54.風が運んでくるもの


『風が北から吹いてきたら、絶対に外には出てはいけない。良くないものが風と一緒に来るから』


 それは私の住んでいる村にある、奇妙な言い伝えだ。

 私たち子供は信じていなかったけど、お年寄りは完全に信じている。

 だから北から風が吹いてきたら、みんな家の中に入るように強制的に引っ張られた。

 どんなに楽しく遊んでいても、少しでも風が吹くと、中断させられる。

 それはすごくつまらなくて、私達はもっと遊びたいと思っていた。


 だから作戦を立てて、次に風が吹いた時に、それを実行した。


 一回家に入って、監視の目が緩んだ隙に家から出た。

 私は上手くいって待ち合わせ場所に来たけど、みんなはまだみたいだ。

 吹いてくる風を感じながら、みんなを待つ。


 周りを見ても特に変わった所はなくて、私はほっとする。

 みんな大げさにしすぎなんだ。

 それか子供が遊びすぎないように、家で勉強させるための作戦かも。

 そうと分かれば、私はみんなが来るまで遊んで待っている事に決めた。


 一人で遊ぶ。

 さて何をしようかと思っていると、誰かが来たのが見えた。

 私は友達が来たんだと思って、そっちに振り返った。


 だけど、それが良くないものだと本能的に感じる。

 あれは駄目だ。

 あれに捕まったら、終わる。


 そう思った瞬間、私は勢いよく走り出した。

 後ろから追ってくる足音。

 捕まらないように、でもどんどん迫ってくるのが分かる。


 私は必死に走りながら、考えていた。

 あれがお年寄りが言っていた、北からの風が運んでくるものなんだ。

 後ろに夕日があったから、顔や形なんかがはっきりとは見えなかったけど、よくない雰囲気ははっきりとあった。

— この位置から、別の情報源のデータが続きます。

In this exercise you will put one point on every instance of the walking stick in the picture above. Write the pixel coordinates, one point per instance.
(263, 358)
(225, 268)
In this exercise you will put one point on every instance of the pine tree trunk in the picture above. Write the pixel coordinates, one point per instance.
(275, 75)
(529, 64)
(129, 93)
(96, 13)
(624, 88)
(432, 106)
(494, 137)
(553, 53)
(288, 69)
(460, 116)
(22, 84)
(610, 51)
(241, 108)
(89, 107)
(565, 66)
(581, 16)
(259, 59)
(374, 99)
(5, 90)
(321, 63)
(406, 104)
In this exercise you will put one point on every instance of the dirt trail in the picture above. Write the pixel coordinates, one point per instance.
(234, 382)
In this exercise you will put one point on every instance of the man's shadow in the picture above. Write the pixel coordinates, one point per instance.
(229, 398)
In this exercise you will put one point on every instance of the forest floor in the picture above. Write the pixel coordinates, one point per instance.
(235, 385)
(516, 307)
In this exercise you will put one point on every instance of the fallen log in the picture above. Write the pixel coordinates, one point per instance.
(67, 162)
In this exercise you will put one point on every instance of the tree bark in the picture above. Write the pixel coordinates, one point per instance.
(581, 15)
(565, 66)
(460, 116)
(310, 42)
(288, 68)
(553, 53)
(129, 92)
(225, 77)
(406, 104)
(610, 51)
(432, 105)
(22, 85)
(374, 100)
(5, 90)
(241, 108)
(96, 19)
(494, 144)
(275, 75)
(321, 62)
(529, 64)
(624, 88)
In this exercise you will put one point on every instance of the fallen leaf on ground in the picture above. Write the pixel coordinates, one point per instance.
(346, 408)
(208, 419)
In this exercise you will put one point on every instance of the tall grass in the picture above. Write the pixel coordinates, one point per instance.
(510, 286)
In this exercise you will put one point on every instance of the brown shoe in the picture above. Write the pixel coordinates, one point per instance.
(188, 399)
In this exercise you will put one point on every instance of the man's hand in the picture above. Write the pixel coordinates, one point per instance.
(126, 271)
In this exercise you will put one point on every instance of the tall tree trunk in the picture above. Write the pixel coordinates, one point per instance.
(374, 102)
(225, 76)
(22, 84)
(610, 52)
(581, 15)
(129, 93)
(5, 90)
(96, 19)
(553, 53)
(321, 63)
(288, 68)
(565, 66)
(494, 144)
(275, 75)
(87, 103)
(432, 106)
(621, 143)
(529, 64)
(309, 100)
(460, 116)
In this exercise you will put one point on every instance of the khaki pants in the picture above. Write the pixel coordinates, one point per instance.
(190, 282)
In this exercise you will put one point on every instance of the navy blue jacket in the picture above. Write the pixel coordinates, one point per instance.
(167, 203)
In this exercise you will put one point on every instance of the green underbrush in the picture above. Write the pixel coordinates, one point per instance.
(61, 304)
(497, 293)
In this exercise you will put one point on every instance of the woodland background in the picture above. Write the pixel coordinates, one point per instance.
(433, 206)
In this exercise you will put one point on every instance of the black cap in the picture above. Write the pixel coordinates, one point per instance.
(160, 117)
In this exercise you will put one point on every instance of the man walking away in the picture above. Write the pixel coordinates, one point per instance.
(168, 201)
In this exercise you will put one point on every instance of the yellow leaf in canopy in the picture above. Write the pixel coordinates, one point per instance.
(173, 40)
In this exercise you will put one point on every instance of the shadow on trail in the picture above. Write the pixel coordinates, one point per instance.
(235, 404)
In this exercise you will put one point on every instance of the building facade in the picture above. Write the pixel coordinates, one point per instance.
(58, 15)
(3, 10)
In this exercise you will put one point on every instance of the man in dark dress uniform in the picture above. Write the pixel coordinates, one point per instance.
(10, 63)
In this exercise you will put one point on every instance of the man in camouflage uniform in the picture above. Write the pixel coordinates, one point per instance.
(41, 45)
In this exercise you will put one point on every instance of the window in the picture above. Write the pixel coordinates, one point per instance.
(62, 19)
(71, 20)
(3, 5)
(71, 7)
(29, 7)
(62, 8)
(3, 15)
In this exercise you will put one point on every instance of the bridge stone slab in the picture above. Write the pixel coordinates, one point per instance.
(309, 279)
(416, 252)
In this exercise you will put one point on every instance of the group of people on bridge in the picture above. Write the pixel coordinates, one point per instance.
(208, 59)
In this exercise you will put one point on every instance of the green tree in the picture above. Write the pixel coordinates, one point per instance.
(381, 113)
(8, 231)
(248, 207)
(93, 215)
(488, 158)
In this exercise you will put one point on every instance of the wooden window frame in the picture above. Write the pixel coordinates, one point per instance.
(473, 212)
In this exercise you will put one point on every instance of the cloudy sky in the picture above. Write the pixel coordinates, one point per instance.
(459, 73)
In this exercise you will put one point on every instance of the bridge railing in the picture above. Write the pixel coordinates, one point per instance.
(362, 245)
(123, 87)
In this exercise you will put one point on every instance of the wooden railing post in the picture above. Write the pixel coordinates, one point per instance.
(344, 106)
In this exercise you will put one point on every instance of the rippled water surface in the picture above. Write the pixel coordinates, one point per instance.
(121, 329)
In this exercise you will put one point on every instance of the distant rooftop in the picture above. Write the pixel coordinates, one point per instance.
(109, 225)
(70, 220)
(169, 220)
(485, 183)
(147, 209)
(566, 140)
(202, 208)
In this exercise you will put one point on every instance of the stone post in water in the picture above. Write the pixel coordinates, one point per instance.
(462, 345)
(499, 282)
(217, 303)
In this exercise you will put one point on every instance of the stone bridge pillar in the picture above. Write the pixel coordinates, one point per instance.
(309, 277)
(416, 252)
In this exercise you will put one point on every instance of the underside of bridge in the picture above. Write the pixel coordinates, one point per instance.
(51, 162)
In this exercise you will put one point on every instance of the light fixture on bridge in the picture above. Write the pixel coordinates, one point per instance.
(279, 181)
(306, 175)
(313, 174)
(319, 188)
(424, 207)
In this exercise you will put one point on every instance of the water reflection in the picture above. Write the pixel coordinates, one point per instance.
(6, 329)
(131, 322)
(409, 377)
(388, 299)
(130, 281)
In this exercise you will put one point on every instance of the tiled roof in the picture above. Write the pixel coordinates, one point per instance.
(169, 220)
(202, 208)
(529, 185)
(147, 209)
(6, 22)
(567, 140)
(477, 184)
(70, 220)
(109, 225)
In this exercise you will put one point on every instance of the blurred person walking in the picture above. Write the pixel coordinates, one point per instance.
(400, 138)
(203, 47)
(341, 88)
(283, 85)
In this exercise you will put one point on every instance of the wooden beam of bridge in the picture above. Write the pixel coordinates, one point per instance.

 誰か友達が今すぐ来てくれて、助けになってくれればいいけど。

 それも何だか無理な気がした。



 そうやって考えながら走っていたら、後ろの気配が急に消えた。

 私はそれを感じて、後ろを振り返る。

 後ろには何もいない。


 諦めたのか、ただの脅しだったのか。

 分からないけど、助かったみたいだ。


 良かった。

 もう絶対に、北から風が吹いたら外に出ない。

 みんなにも今日の事を言って、気をつけてもらわなきゃ。




 そんな事を考えながら、安心してしゃがみ込んだ私の左側。そこから突然何かが勢いよく襲いかかってきた。

 逃げる隙も、考える余裕もないまま、私はそれに飲み込まれた。


 視界が暗くなる中、最後に考えたのは、やっぱり言い伝えの事だった。